Frío
Hay lugares en el mundo donde en invierno hace mucho más frío que acá. Oslo, por ejemplo. Fargo. Nuuk. Vladivostok. Pero en ninguno de esos sitios la gente sale a la calle para calentarse al sol. Al contrario: se quedan adentro y encienden una chimenea, una estufa o la calefacción.

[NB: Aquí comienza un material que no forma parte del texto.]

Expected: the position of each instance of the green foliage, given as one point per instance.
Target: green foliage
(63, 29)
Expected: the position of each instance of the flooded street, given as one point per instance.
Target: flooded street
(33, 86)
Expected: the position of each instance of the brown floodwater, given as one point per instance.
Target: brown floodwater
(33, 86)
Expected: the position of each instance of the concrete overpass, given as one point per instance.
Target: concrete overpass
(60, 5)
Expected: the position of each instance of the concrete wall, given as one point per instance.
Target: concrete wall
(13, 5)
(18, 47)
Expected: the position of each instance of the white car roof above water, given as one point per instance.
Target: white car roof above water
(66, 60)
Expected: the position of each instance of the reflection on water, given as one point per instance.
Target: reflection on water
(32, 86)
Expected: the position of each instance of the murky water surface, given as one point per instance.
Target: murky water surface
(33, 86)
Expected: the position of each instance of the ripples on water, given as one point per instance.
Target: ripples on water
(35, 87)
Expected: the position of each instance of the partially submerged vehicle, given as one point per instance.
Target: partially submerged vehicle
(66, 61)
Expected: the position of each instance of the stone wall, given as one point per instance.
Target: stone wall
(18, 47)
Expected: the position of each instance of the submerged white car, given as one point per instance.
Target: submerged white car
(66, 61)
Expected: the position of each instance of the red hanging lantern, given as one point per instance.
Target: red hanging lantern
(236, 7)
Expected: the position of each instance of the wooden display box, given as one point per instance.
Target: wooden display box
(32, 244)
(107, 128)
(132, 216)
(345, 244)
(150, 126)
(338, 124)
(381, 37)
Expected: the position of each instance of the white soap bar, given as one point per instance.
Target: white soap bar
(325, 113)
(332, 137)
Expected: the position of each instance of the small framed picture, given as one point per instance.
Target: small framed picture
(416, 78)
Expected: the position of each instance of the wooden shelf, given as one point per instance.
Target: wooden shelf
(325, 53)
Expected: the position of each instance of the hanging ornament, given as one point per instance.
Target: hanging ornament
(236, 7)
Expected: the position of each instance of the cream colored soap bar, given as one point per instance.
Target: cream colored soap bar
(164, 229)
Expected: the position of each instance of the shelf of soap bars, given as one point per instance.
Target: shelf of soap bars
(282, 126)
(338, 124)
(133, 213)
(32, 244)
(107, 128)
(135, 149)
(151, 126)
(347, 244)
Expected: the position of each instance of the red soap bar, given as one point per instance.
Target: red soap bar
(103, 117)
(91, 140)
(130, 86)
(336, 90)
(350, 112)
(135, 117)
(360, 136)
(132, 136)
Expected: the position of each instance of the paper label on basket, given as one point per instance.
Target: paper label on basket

En La Paz, en cambio, cuando ya no aguantamos las heladeras que llamamos oficinas salimos a la terraza, al patio o hasta a la calle para calentarnos un poquito. Por lo menos los potosinos —que tienen un problema parecido al nuestro— son precavidos y no van a ningún lado sin su frazadita a cuadros colgada del brazo. Los orureños no cuentan, porque ellos hacen trampa: toman api a cada rato.
En el invierno paceño nos abrigamos poco porque bajo el abrigo no se ve la corbata o el trajecito sastre con el que nos gusta presentarnos al trabajo. Utilizamos estufas que llenan el ambiente de gas. Tecleamos la computadora con guantes de lana. Enjuagamos las tazas con agua hirviendo antes de servir en ellas el café. Hace unos años quemábamos en San Juan las sillas viejas y los periódicos y nos alegrábamos tomando ponche y saltando sobre el fuego. Ahora ni eso hacemos.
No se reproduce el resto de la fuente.